Purpose of the Study:
- To develop and validate VAULT-OCT, a deep learning model for predicting postoperative ICL vault.
- To assess the accuracy of VAULT-OCT using pre-operative AS-OCT images.
- To determine the feasibility of using AS-OCT for ICL sizing decisions.
Main Methods:
- A retrospective study included 324 eyes from 162 patients undergoing ICL implantation.
- The VAULT-OCT neural network was trained on pre-operative AS-OCT images and postoperative vault measurements.

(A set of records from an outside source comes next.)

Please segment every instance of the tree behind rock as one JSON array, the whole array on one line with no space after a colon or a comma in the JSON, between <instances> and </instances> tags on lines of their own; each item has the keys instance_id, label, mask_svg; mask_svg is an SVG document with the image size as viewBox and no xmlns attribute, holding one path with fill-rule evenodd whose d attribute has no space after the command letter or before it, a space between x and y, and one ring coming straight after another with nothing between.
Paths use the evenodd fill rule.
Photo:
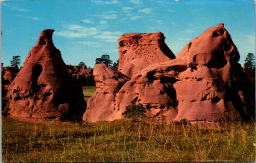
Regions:
<instances>
[{"instance_id":1,"label":"tree behind rock","mask_svg":"<svg viewBox=\"0 0 256 163\"><path fill-rule=\"evenodd\" d=\"M15 68L15 69L19 69L19 65L21 64L21 56L13 56L13 59L10 61L11 67Z\"/></svg>"}]
</instances>

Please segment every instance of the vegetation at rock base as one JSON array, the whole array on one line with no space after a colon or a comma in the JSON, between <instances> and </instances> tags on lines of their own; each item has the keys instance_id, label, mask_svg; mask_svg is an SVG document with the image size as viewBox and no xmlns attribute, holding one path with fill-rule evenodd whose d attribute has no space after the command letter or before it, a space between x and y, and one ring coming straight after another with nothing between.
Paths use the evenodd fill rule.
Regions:
<instances>
[{"instance_id":1,"label":"vegetation at rock base","mask_svg":"<svg viewBox=\"0 0 256 163\"><path fill-rule=\"evenodd\" d=\"M3 162L255 161L253 123L2 120Z\"/></svg>"},{"instance_id":2,"label":"vegetation at rock base","mask_svg":"<svg viewBox=\"0 0 256 163\"><path fill-rule=\"evenodd\" d=\"M255 88L255 56L252 53L246 56L243 67L246 79Z\"/></svg>"},{"instance_id":3,"label":"vegetation at rock base","mask_svg":"<svg viewBox=\"0 0 256 163\"><path fill-rule=\"evenodd\" d=\"M134 121L142 120L145 117L146 109L142 104L136 105L131 104L128 105L125 111L122 113L124 118L130 118Z\"/></svg>"},{"instance_id":4,"label":"vegetation at rock base","mask_svg":"<svg viewBox=\"0 0 256 163\"><path fill-rule=\"evenodd\" d=\"M7 88L7 87L6 87ZM86 100L96 87L83 87ZM132 104L127 110L143 106ZM130 108L130 109L129 109ZM131 109L132 108L132 109ZM127 113L130 113L128 111ZM129 115L129 114L127 114ZM130 116L128 116L130 117ZM216 126L122 119L112 122L21 122L2 118L3 162L255 161L254 123Z\"/></svg>"},{"instance_id":5,"label":"vegetation at rock base","mask_svg":"<svg viewBox=\"0 0 256 163\"><path fill-rule=\"evenodd\" d=\"M88 101L88 99L95 94L96 91L96 86L83 86L83 94L84 94L84 99Z\"/></svg>"},{"instance_id":6,"label":"vegetation at rock base","mask_svg":"<svg viewBox=\"0 0 256 163\"><path fill-rule=\"evenodd\" d=\"M100 58L96 59L96 64L105 64L107 66L112 66L112 60L108 54L102 55Z\"/></svg>"}]
</instances>

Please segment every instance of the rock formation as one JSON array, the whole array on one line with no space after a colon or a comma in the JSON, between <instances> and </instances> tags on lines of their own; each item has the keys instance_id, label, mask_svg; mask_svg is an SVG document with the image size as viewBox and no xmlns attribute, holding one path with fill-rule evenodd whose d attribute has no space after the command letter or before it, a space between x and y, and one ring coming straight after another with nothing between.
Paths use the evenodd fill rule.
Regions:
<instances>
[{"instance_id":1,"label":"rock formation","mask_svg":"<svg viewBox=\"0 0 256 163\"><path fill-rule=\"evenodd\" d=\"M82 120L86 102L52 42L41 32L8 89L11 117L22 120Z\"/></svg>"},{"instance_id":2,"label":"rock formation","mask_svg":"<svg viewBox=\"0 0 256 163\"><path fill-rule=\"evenodd\" d=\"M121 112L115 110L115 96L128 78L105 64L96 64L93 74L96 91L88 101L83 120L95 122L122 118Z\"/></svg>"},{"instance_id":3,"label":"rock formation","mask_svg":"<svg viewBox=\"0 0 256 163\"><path fill-rule=\"evenodd\" d=\"M13 67L2 67L2 84L10 84L18 72L19 69Z\"/></svg>"},{"instance_id":4,"label":"rock formation","mask_svg":"<svg viewBox=\"0 0 256 163\"><path fill-rule=\"evenodd\" d=\"M118 71L132 78L143 68L175 58L161 32L128 33L119 39Z\"/></svg>"},{"instance_id":5,"label":"rock formation","mask_svg":"<svg viewBox=\"0 0 256 163\"><path fill-rule=\"evenodd\" d=\"M95 86L93 69L87 69L86 66L67 65L69 72L78 80L81 86Z\"/></svg>"},{"instance_id":6,"label":"rock formation","mask_svg":"<svg viewBox=\"0 0 256 163\"><path fill-rule=\"evenodd\" d=\"M242 67L238 64L239 52L224 24L206 30L186 45L176 59L168 58L164 60L166 62L157 59L160 53L153 52L154 45L140 47L144 42L141 41L142 36L138 36L138 39L129 39L127 36L124 39L125 35L119 39L119 70L130 79L120 84L122 87L115 89L115 93L112 93L115 97L111 96L111 102L103 109L101 107L107 117L102 116L100 120L121 118L121 113L132 103L143 104L148 117L161 117L168 122L181 119L206 122L254 119L254 91L248 88L244 81ZM156 40L155 37L151 39ZM147 42L154 42L151 39L147 39ZM134 54L128 53L130 49ZM156 58L156 62L149 62L149 56ZM144 61L147 61L145 68L141 67ZM97 69L97 72L101 71L101 68ZM116 80L116 77L109 78ZM102 86L96 93L108 93L104 90L104 84L105 79L109 81L109 78L101 78ZM115 88L116 85L110 87ZM94 113L98 113L97 107L101 104L95 96L89 100L94 105L89 105L88 110L94 109ZM90 116L94 113L88 110L85 112L87 120L97 121L95 115Z\"/></svg>"},{"instance_id":7,"label":"rock formation","mask_svg":"<svg viewBox=\"0 0 256 163\"><path fill-rule=\"evenodd\" d=\"M180 81L174 84L179 101L175 119L253 119L252 109L245 106L248 91L239 57L224 24L209 28L186 45L177 55L189 68L179 75Z\"/></svg>"}]
</instances>

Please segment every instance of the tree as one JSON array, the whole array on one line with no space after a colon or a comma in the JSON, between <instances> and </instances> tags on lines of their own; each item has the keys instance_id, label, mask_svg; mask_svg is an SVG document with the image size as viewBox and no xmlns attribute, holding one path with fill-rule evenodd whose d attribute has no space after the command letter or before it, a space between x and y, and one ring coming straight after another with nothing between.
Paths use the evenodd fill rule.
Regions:
<instances>
[{"instance_id":1,"label":"tree","mask_svg":"<svg viewBox=\"0 0 256 163\"><path fill-rule=\"evenodd\" d=\"M110 60L108 54L104 54L100 58L96 59L96 64L106 64L107 66L112 66L112 60Z\"/></svg>"},{"instance_id":2,"label":"tree","mask_svg":"<svg viewBox=\"0 0 256 163\"><path fill-rule=\"evenodd\" d=\"M21 63L21 59L20 59L21 56L13 56L13 59L10 61L11 63L11 67L15 68L15 69L19 69L19 65Z\"/></svg>"},{"instance_id":3,"label":"tree","mask_svg":"<svg viewBox=\"0 0 256 163\"><path fill-rule=\"evenodd\" d=\"M243 65L244 73L249 83L255 84L255 56L252 53L248 53L245 58L245 63Z\"/></svg>"},{"instance_id":4,"label":"tree","mask_svg":"<svg viewBox=\"0 0 256 163\"><path fill-rule=\"evenodd\" d=\"M131 104L126 106L125 111L122 113L124 118L130 118L134 121L142 120L145 115L146 109L142 104L136 105L136 104Z\"/></svg>"},{"instance_id":5,"label":"tree","mask_svg":"<svg viewBox=\"0 0 256 163\"><path fill-rule=\"evenodd\" d=\"M119 59L116 62L113 63L113 68L115 70L118 70L118 66L119 66Z\"/></svg>"},{"instance_id":6,"label":"tree","mask_svg":"<svg viewBox=\"0 0 256 163\"><path fill-rule=\"evenodd\" d=\"M255 73L255 56L252 53L248 53L245 58L245 63L243 65L244 72L247 76L254 76Z\"/></svg>"},{"instance_id":7,"label":"tree","mask_svg":"<svg viewBox=\"0 0 256 163\"><path fill-rule=\"evenodd\" d=\"M85 62L80 62L78 66L86 66Z\"/></svg>"}]
</instances>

- Model performance was evaluated using Mean Absolute Error (MAE) and Root Mean Squared Error (RMSE).
Main Results:
- VAULT-OCT demonstrated high accuracy in predicting ICL vault across different lens sizes.
- Mean Absolute Error (MAE) ranged from 21.7 µm to 98.1 µm.
- A high percentage of predictions (89.1%–100%) fell within a clinically acceptable 200 µm margin.
Conclusions:
- The OCT-based deep learning model, VAULT-OCT, accurately predicts postoperative ICL vault.
- The model's performance suggests its feasibility for guiding ICL sizing decisions.
- This technology has the potential to enhance refractive surgery outcomes.